Apple Releases iOS 8.3

Apple released a new iOS 8 point release yesterday. Apple Watch support and Photos for Mac integration headline the list of features, so Mac users and potential Watch customers are going to want to download this one.

The thing is, this update does something far more important than it’s release notes imply. It drastically improves performance across-the-board.

Devices powered by the A6 and A5 run vastly better, almost as smooth as they did on iOS 6, especially after turning down various graphical effects. We’re talking a night and day difference here.

Devices powered by the A7 and A8 didn’t suffer as much under previous iOS 8 revisions, but they still benefit noticeably from this update.
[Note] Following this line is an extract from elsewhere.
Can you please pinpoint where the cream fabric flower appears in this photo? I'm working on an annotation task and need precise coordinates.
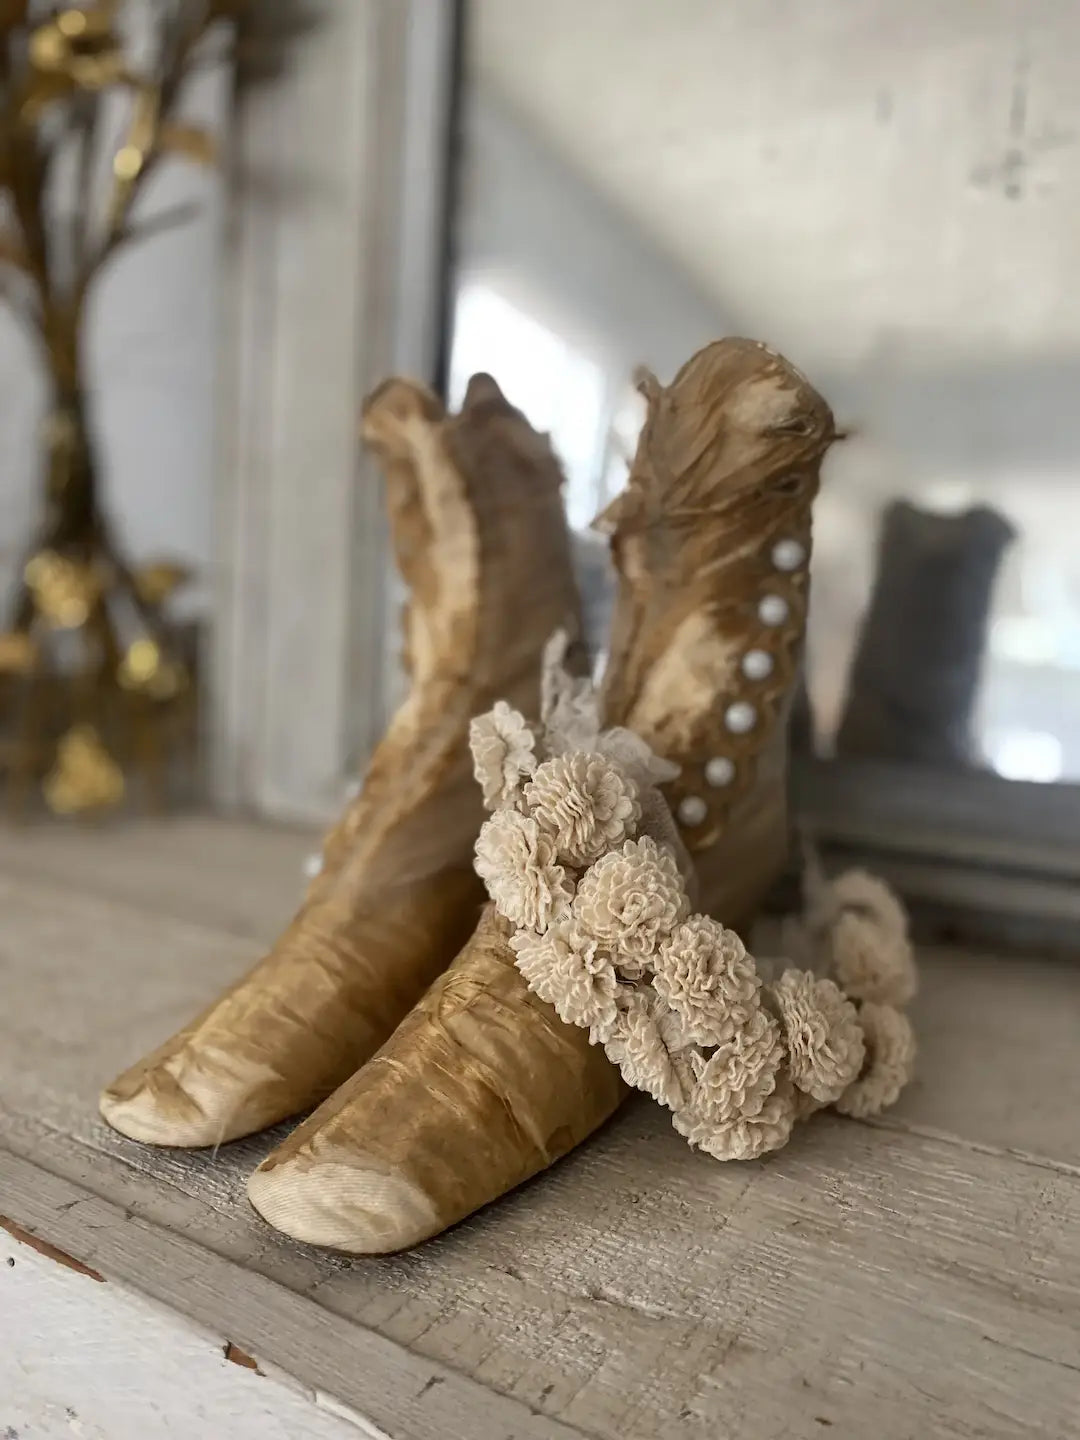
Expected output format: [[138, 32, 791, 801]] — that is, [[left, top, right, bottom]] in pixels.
[[683, 1006, 784, 1126], [674, 1074, 797, 1161], [792, 1087, 825, 1122], [836, 1002, 916, 1118], [769, 969, 865, 1105], [653, 916, 761, 1046], [605, 990, 692, 1110], [510, 920, 619, 1041], [829, 912, 918, 1009], [467, 661, 918, 1169], [572, 835, 689, 966], [469, 701, 537, 809], [474, 808, 573, 931], [636, 785, 698, 896], [524, 751, 641, 865], [829, 868, 909, 931], [810, 869, 917, 1008], [654, 1004, 696, 1055]]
My iPad Air 2 especially – I’ve been dealing with longstanding crash issues when multitasking, general delays when deleting apps, buggy keyboard input. Since updating, the Air 2 finally feels as powerful as it’s hardware suggests it should be. The iPhone 6 Plus is improved as well, though there are still reports of occasional lag – a consequence of having an underpowered GPU for the display it sports.
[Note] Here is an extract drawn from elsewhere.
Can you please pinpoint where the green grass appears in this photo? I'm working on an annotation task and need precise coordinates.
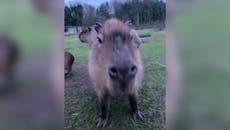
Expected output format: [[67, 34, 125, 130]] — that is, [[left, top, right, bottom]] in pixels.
[[0, 1, 54, 58], [171, 1, 230, 129], [64, 28, 165, 130], [64, 35, 89, 62]]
A5 devices especially benefit from this update. They were barely acceptable under previous versions of iOS 8, and Apple should have been ashamed of themselves for shipping the in that state. Better late than never on performance improvements.

I know some of you – those with jailbreaks – have one very big question on your minds: Do I upgrade and lose the jailbreak? Hard to say. I have no idea if an 8.3 jailbreak is coming any time soon. All iOS 8 and iOS 7 jailbreaks are using the same basic exploit, and Apple patched it in 8.2. Personally, I upgraded my iPad, but not my iPhone 6. I use my iPad as my work machine, and the performance and stability benefits are just too important. If I primarily used an A5 powered device, I’d upgrade in a heartbeat – even the best jailbreak tweaks aren’t worth dealing with lag over.

I’m still hoping iOS 9’s rumored focus on performance turns out to be true. Still, for now, iOS 8.3 is a big step in the right direction.